Only if you get kicked!...or, punched....or elbowed....or kneed...or thrown repeatedly ... Yeah, I guess it does.


----------



## Drag'n

In class we usually go pretty light when sparring, but sometimes the contact can get a little heavy, particularly when preparing for a fight.
I've suffered from headaches the evening or day after a fight. And thats with headgear. So yeah I dont think A fighting career is something you want to keep up for too long. The Thais do it as an effort to try and escape poverty. I do it for fun and for the experience.
 I realise that there are dangers and consequences to the type of training I do, and I try to be as cautious and sensible about it as possible.
You dont have to compete if its not your thing, but if you get seriously into the training then there deffinitely is pressure to compete, because the experience of fighting is such a valuable learning tool.


----------



## green meanie

Ya just gotta use your head... no wait, don't. 

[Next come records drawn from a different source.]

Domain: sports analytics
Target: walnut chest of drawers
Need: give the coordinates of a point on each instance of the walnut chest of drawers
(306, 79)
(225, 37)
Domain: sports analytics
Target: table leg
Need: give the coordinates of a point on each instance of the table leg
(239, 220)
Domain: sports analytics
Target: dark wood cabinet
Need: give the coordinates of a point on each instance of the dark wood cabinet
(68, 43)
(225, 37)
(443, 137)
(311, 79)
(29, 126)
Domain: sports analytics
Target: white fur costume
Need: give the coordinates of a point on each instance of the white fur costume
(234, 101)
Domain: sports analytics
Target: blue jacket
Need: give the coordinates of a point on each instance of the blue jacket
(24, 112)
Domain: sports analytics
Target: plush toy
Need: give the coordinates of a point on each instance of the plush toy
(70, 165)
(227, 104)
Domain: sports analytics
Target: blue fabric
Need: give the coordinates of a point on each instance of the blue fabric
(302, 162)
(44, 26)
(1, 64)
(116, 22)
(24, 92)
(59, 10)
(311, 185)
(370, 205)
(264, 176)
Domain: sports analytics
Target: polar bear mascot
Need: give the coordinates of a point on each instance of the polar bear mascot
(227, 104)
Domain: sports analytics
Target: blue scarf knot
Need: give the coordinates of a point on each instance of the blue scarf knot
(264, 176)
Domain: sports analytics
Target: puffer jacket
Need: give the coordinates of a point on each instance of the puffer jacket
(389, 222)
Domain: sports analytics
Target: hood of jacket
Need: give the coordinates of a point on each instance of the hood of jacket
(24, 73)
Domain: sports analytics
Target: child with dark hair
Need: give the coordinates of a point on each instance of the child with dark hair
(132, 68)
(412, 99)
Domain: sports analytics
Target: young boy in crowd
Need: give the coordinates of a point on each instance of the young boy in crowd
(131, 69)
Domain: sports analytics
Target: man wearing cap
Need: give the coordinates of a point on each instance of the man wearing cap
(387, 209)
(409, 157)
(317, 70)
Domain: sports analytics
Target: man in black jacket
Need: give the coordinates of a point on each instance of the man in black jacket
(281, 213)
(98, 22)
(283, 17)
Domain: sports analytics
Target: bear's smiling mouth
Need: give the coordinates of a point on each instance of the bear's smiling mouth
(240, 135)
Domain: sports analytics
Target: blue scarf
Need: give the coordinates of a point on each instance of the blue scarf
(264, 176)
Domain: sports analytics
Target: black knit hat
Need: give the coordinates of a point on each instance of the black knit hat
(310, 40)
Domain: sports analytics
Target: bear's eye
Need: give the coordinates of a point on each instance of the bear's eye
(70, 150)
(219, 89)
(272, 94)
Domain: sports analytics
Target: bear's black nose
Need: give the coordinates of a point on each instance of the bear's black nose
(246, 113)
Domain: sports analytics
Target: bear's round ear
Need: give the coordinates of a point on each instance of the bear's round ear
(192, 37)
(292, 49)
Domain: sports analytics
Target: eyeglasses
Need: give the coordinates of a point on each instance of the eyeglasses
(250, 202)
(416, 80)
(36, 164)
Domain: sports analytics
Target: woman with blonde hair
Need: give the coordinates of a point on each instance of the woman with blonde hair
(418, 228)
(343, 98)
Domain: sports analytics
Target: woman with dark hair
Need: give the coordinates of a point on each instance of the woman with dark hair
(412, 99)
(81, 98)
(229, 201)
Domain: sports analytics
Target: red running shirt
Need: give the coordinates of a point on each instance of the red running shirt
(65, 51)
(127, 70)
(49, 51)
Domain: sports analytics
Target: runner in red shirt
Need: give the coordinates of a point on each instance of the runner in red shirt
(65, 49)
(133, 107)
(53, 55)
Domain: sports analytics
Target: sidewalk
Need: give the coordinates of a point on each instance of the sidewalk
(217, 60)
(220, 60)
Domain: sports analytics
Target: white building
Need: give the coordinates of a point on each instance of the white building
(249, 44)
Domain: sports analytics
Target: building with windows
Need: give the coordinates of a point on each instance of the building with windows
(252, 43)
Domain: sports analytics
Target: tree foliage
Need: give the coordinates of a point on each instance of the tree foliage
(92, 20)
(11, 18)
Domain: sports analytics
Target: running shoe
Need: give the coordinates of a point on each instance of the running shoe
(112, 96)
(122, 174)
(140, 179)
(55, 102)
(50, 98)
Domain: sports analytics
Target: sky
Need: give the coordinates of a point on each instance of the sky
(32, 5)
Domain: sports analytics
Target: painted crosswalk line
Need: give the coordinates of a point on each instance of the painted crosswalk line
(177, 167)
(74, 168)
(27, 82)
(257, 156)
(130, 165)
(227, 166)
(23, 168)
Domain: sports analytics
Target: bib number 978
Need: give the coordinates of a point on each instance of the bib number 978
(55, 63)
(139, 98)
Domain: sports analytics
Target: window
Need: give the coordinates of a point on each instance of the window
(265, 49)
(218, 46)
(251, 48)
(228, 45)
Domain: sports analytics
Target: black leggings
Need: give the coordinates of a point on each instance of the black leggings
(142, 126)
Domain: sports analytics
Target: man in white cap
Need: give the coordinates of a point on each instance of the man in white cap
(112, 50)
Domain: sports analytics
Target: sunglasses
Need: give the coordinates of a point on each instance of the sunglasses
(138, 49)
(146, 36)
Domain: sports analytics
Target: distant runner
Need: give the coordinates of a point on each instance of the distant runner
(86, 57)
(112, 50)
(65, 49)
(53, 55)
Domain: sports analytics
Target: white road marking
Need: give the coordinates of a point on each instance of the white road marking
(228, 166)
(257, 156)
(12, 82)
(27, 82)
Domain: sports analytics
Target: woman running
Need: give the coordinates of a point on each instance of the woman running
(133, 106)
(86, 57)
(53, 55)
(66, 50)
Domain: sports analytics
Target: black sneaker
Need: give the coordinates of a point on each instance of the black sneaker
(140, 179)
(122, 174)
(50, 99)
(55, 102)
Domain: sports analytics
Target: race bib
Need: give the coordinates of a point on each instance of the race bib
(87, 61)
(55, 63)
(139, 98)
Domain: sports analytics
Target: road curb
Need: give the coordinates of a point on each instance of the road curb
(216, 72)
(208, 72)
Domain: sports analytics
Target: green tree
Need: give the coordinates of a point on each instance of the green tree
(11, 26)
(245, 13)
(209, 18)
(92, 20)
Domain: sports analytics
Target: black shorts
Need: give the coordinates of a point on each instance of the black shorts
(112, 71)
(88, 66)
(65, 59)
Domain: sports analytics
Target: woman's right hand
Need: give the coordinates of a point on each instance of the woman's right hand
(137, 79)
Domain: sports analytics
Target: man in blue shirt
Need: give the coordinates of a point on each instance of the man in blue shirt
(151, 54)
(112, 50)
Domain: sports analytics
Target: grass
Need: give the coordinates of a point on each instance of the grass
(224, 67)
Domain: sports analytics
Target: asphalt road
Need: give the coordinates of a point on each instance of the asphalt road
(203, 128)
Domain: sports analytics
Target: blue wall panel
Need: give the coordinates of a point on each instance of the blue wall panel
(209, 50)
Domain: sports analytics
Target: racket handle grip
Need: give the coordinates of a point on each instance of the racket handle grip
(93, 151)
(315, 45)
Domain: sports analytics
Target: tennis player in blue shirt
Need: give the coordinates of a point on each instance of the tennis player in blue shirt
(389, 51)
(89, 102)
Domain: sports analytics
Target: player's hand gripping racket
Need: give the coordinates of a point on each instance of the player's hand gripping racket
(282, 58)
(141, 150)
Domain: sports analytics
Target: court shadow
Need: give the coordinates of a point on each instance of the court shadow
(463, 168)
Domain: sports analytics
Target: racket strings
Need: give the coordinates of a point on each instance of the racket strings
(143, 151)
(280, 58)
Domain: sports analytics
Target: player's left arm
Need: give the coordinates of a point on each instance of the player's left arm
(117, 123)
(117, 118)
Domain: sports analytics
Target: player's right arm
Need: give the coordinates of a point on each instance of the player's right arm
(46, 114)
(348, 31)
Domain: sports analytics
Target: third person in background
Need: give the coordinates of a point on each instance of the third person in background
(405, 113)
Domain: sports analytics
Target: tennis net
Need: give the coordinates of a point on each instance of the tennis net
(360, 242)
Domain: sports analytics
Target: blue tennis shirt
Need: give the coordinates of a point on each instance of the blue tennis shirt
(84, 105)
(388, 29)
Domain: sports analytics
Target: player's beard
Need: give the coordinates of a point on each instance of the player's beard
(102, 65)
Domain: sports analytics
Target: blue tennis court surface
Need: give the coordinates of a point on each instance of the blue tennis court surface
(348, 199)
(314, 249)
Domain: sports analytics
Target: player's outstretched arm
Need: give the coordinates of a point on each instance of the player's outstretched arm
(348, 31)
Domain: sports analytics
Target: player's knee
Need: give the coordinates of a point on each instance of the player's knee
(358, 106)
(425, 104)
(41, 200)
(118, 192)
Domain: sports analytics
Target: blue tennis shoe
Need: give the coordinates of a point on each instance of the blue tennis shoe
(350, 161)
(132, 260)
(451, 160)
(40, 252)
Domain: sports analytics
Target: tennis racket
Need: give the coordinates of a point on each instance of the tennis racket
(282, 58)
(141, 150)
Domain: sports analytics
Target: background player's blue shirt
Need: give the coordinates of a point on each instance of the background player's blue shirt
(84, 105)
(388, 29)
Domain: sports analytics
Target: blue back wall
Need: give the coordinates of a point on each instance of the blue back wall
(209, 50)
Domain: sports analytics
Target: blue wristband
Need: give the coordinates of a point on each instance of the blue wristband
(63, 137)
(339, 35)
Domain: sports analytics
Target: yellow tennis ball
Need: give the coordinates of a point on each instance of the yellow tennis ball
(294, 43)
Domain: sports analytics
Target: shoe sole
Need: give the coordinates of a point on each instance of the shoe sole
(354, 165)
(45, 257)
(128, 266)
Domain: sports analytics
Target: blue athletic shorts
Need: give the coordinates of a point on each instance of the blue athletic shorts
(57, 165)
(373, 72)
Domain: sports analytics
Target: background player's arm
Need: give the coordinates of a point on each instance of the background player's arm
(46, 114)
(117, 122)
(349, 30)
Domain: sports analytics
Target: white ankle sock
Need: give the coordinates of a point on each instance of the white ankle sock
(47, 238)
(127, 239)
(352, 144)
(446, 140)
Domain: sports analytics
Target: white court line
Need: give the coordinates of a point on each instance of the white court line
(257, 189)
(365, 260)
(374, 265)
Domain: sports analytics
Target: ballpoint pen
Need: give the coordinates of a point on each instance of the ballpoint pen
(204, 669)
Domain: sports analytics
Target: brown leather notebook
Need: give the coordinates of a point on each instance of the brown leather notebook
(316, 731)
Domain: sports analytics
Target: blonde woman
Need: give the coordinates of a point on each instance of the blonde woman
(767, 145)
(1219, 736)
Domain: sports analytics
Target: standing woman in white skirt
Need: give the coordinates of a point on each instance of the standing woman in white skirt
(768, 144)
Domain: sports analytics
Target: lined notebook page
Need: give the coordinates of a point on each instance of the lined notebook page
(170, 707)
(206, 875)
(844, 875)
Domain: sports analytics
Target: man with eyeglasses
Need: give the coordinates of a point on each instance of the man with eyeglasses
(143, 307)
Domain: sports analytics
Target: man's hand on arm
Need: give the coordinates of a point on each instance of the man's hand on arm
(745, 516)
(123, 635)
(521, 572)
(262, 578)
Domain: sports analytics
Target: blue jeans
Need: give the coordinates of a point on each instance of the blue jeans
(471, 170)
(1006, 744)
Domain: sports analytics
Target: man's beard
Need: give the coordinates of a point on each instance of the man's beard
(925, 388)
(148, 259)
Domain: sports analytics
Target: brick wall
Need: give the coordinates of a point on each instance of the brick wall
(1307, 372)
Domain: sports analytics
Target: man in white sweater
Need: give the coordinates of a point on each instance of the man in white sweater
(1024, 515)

Seriously, you just gotta use a little common sense when you're training. There's no reason why you shouldn't be able to learn the art and sport of Muay Thai with no more than the occasional bang or bruise you'd get from any contact sport. Have fun and good luck.


----------



## Odin

Jimi said:
			
		

> I agree for the most part that in western boxing there are many more cranial knockouts (thus more possible brain damage) and in Muay Thai there are many more technical knockouts from leg,body kicks etc.... That is not to say a Muay Thai fighter can not cause brain damage. A Muay Thai elbow can cause brain damage without even hitting the jaw itself (a shot to the jaw is not the only possible cranial knock out)as well a knee strikes. There are books on common boxing head injuries, look into it. Even while wearing headgear, the brain can still take a hellava jolt. Commit the sin of dropping your hands in either western boxing or Muay Thai and your opponent may just send you to hell. Even the most well trained pros can make the mistake of dropping their guard. No one art has the monopoly on knock outs, though some cause it more often. Just my opinion.


 
Fact:there are approx over 70 deaths a year in the ring in Thailand....there are 0 deaths while training though.speaks for itself.


----------



## Slihn

Over 70 deaths in Thailand!?Wow! I always thought that fatilities in the ring where rarely fatal;that must only be in K-1,Ufc,and Pride.


----------